Il y a autre chose comme ça que fait tout le temps mon beau-père, il m’oblige à sortir de ma bulle de protection.

Il a passé des années à être convaincu que j’avais un déficit d’attention parce que je regarde souvent dans le vide sans bouger, et en apparence, ça ressemble à quelqu’un qui est dans la lune. En fait, ce n’est pas du tout ça. Quand je suis en surcharge, que trop de stimuli m’attaquent ou que je tente de gérer un débordement d’émotions, je sors en quelque sorte de mon corps. Je tente de prendre une pause pour me calmer. Il n’aime pas quand j’utilise cette technique alors il dit mon nom jusqu’à ce que je revienne sur terre. Dernièrement il a appris à ses dépens que ce n’est pas toujours une bonne idée. Je parlais avec ma belle-mère et elle m’a mentionné qu’une information que je voulais transmettre à quelqu’un ne se faisait pas. Que personnellement elle n’oserait jamais dire une telle chose, que c’était très impoli. Pour moi en fait tout partait d’une belle intention d’aide alors ça m’a fait de la peine. Dans ce temps-là, j’utilise la bulle pour me calmer. Sauf que mon beau-père n’a pas cessé de tenter de m’en faire sortir. J’essayais de ne pas le montrer, mais lui, il le sait tout de suite quand je fais ça. À force, il m’a empêché de m’y sauver et donc j’ai éclaté en sanglots, il n’y avait plus rien à faire avec moi, je pleurais sans m’arrêter. Tout ça pour dire que lorsque je fuis de la sorte, ça sert à quelque chose.

Le regard de ma fille.

Me voilà donc au souper du jour de l’an et ça commence à se remplir, j’avance alors jusqu’au fond de la maison vers une zone plus calme, mais j’ai fait un mauvais choix de pantalon. Et c’est assise que je réalise qu’il me brûle. Je ne m’endure pas. À cause du vêtement, je me sens emprisonnée, coincée et je suis toute raide. Ma fille me le mentionne d’ailleurs : « Maman, tu regardes dans le vide depuis tantôt puis t’es droite comme un piquet. » Je tente donc de faire un effort, mais c’est peine perdue, j’ai chaud, je ne me sens pas bien et je n’arrive pas à converser avec qui que ce soit. Je me lève avec l’intention de faire un tour à la salle de bain, mais je reviens sur mes pas découragée, puisqu’il y a un véritable bouchon de circulation dans ce coin-là. Je vais donc prendre une pause à l’étage au-dessous. Devant le miroir je me parle, je prends plusieurs bonnes respirations pour calmer l’angoisse. Je me lave le visage, mais je ne peux pas me cacher indéfiniment.

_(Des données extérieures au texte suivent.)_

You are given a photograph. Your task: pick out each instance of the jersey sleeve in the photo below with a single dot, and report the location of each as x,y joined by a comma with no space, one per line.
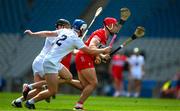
101,35
78,43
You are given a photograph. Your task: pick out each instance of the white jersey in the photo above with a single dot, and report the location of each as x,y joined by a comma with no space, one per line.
37,65
65,43
136,63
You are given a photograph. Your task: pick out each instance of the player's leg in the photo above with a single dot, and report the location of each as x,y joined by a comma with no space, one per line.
18,102
117,87
52,82
130,86
88,75
30,90
137,87
67,78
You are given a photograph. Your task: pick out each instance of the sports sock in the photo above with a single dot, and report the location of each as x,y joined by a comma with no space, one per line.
19,100
30,86
31,101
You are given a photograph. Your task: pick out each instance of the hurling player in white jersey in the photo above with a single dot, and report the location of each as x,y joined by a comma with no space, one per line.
37,65
136,68
66,42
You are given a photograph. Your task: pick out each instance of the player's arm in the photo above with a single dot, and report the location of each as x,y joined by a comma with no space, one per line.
125,13
41,33
95,51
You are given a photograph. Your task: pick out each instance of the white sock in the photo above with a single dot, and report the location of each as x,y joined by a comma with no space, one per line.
18,100
31,101
136,94
30,86
79,105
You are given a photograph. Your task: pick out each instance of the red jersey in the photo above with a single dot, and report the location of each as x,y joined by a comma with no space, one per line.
101,36
84,60
118,62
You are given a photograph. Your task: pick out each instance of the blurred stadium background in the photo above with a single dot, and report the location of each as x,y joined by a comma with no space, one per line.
161,18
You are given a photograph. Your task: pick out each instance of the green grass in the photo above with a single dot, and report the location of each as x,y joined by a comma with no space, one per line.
95,103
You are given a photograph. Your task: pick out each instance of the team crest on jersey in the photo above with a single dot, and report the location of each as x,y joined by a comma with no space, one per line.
82,59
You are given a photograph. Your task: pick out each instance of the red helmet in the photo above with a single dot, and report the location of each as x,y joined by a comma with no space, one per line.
109,21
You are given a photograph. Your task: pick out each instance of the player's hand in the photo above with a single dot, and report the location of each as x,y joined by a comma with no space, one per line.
105,57
125,13
29,32
97,60
140,31
107,50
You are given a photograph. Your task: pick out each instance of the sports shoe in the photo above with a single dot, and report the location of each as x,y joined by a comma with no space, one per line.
29,106
26,90
54,96
48,100
78,108
16,104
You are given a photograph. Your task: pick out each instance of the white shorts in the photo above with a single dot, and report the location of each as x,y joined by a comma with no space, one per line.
51,67
137,76
37,67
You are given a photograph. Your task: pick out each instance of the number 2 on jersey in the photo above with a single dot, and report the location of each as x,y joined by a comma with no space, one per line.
59,41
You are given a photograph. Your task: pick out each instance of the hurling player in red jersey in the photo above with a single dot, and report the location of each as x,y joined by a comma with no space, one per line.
85,62
66,61
116,69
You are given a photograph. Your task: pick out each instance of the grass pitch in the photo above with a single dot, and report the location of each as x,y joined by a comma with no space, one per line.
94,103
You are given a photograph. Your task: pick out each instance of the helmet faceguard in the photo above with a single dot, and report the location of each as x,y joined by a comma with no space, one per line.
62,22
79,26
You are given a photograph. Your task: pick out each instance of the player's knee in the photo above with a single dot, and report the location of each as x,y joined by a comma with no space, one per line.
53,91
94,84
68,78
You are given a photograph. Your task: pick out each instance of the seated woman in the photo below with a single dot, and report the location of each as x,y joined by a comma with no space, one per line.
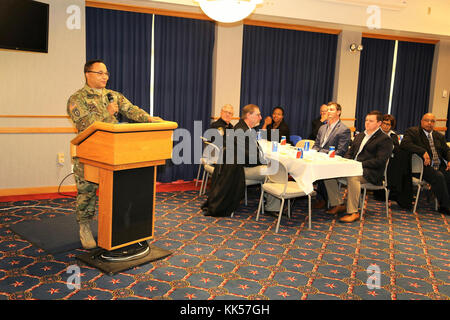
276,122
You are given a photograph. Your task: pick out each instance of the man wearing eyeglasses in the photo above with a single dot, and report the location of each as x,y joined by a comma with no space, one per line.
93,103
431,146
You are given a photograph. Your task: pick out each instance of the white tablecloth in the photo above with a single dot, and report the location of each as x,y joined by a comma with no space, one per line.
314,165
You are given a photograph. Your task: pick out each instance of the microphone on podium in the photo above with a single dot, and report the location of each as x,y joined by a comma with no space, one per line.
111,99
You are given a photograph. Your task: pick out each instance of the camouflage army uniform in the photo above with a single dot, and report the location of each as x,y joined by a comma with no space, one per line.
86,106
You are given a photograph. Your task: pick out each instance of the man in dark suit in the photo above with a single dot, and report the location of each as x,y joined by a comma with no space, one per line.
224,122
372,148
318,122
431,146
255,167
333,133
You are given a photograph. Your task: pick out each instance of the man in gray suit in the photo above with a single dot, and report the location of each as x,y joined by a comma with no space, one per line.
334,133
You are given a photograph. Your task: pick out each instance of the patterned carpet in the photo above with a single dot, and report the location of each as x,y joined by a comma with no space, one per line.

Qui est qui… ? aucune idée !

Tout à coup, une jeune fille de douze ans vient me trouver avec son appareil photo qu’elle a reçu un cadeau, je suis sauvée ! Là je sais quoi faire, c’est comme si je venais d’entrer sous un dôme. Je me lance dans d’interminables explications pour l’aider à bien l’utiliser. L’iso, la profondeur de champ, les instructions relatives à la prévention pour ne pas l’abimer, tout y passe. J’aime trop lorsqu’on me lance sur un sujet comme ça, je n’ai plus de soucis à savoir quoi dire et comment le dire. De plus, avec les enfants je suis bien plus confortable. Le seul désavantage c’est que je cesse alors de me surveiller ce qui m’amène à dire des niaiseries à travers le reste. Comme là, je lui demande si sa sœur est présente. Elle me regarde étonnée en me mentionnant que la personne assise sur le même fauteuil qu’elle, c’est justement sa sœur. Elles sont carrément assises l’une sur l’autre.

Oups, j’ai tellement un problème avec la reconnaissance des visages. Ça ne fait pas mal plus d’une décennie que je les connais. Mais quelques fois par année, ce n’est pas assez pour me permettre de savoir à qui je parle. La plupart du temps, c’est avec la voix ou une particularité physique que je reconnais les gens. La petite est donc morte de rire et j’ai encore une fois eu l’air un peu spéciale. C’est embêtant pour moi de ne pas bien savoir qui est qui rapidement. Pour les gens qui ont un visage neutre, sans défaut ou particularité évidente, c’est vraiment un défi pour moi de les identifier. Un jour, j’ai assisté à la compétition sportive de mon ainé. Comme vous pouvez vous en douter, c’était horrible avec cette nuée d’humains autour, mais qu’est-ce qu’on ne ferait pas par amour pour nos petits. Donc un peu en panique je tentais de me trouver une bouée de sauvetage lorsque je vis passer un autre de mes enfants.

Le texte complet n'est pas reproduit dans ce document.